Che non ci sia mai più una nuova Auschwitz, che non ci sia mai più una Birkenau, una Buna-Monowitz e così via. Di questo noi siamo testimoni, messaggeri, e dobbiamo tutti essere impegnati affinché non accada, perché l’indifferenza è sempre dietro l’angolo.
Con questo voglio ringraziare tutti i Testimoni e sopravvissuti, in particolar modo, la nostra Senatrice Liliana Segre, e con lei tutti coloro che ancora, nonostante l’età, come Sami Modiano, che quest’anno compirà 91 anni se non sbaglio e che continua a viaggiare.
Non nomino nessun altro, lascio che sia la memoria di tutti a ricordarli, nei commenti qui sotto.

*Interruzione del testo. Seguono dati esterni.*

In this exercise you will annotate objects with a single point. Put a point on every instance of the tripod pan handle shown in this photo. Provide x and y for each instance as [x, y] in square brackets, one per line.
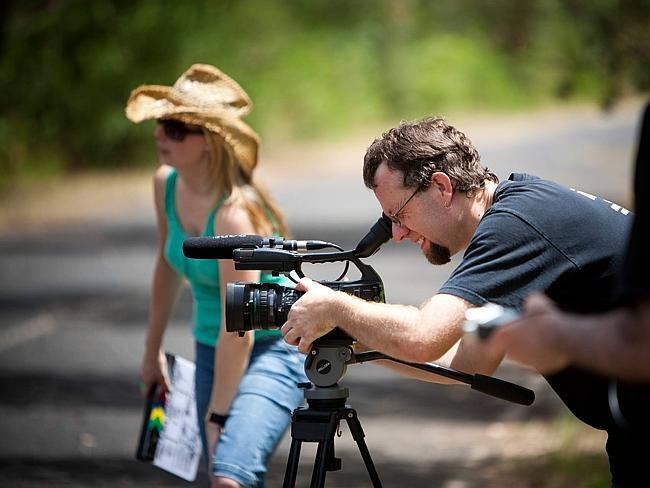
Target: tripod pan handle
[502, 389]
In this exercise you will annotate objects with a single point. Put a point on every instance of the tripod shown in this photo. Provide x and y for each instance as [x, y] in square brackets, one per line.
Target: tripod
[325, 364]
[318, 422]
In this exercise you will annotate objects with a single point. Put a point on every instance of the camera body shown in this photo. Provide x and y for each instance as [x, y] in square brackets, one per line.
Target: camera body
[254, 306]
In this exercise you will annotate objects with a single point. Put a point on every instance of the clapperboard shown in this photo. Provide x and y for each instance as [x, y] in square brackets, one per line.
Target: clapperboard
[170, 437]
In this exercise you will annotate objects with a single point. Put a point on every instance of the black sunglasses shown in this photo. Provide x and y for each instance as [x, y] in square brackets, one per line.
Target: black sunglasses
[177, 130]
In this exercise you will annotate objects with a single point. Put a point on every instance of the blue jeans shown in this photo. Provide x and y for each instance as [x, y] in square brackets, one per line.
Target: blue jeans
[260, 412]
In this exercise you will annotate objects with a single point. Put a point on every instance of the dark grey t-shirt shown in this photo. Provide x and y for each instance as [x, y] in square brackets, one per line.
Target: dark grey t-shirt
[540, 236]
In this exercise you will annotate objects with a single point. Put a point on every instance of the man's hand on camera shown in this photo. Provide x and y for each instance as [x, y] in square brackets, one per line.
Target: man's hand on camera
[310, 317]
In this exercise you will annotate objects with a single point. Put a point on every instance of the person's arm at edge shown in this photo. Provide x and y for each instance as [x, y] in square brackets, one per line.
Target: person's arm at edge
[614, 344]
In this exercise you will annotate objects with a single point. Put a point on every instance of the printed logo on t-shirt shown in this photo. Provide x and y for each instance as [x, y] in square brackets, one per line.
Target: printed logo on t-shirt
[614, 206]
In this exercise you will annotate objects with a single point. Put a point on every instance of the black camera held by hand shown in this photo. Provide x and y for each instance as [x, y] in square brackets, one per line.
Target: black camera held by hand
[252, 306]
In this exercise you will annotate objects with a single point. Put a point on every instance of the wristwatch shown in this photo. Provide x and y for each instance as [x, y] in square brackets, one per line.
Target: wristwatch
[218, 419]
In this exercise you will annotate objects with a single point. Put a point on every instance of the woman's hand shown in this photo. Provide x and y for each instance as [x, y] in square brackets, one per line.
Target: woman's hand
[212, 434]
[154, 371]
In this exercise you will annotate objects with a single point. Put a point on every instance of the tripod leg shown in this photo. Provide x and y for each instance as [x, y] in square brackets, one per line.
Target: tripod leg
[320, 465]
[358, 435]
[292, 464]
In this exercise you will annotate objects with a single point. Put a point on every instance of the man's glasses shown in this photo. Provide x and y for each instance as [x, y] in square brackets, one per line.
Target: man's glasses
[177, 130]
[395, 218]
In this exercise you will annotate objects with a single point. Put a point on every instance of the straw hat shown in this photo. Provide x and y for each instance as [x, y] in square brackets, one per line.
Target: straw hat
[203, 96]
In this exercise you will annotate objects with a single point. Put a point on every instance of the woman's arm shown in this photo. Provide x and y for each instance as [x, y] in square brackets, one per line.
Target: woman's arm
[164, 292]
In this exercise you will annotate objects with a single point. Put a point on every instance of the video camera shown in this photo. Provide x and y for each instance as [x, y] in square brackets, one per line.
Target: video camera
[253, 306]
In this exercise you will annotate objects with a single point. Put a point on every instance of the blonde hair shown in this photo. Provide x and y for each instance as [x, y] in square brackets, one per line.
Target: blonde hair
[239, 188]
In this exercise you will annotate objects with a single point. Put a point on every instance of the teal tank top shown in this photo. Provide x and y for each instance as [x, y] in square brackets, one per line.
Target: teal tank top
[202, 274]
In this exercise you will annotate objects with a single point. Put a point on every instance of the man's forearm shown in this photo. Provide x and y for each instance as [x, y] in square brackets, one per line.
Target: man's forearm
[400, 331]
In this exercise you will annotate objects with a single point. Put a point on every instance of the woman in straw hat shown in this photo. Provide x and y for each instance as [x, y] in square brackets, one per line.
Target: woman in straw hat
[245, 387]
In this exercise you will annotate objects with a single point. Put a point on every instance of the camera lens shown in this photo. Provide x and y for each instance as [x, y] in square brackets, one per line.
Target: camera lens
[254, 306]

Grazie per avermi fatto compagnia e seguito queste mie parole.
Voi che vivete sicuri
Nelle vostre tiepide case,
voi che trovate tornando a sera
Il cibo caldo e visi amici:
Considerate se questo è un uomo
Che lavora nel fango
Che non conosce pace
Che lotta per un pezzo di pane
Che muore per un sì o per un no.
Considerate se questa è una donna,
Senza capelli e senza nome
Senza più forza di ricordare
Vuoti gli occhi e freddo il grembo
Come una rana d’inverno.
Meditate che questo è stato:
Vi comando queste parole.
Scolpitele nel vostro cuore
Stando in casa andando per via,
Coricandovi alzandovi;
Ripetetele ai vostri figli.
O vi si sfaccia la casa,
La malattia vi impedisca,
I vostri nati torcano il viso da voi.
Vi ringrazio per la visualizzazione e aver passato del tempo assieme.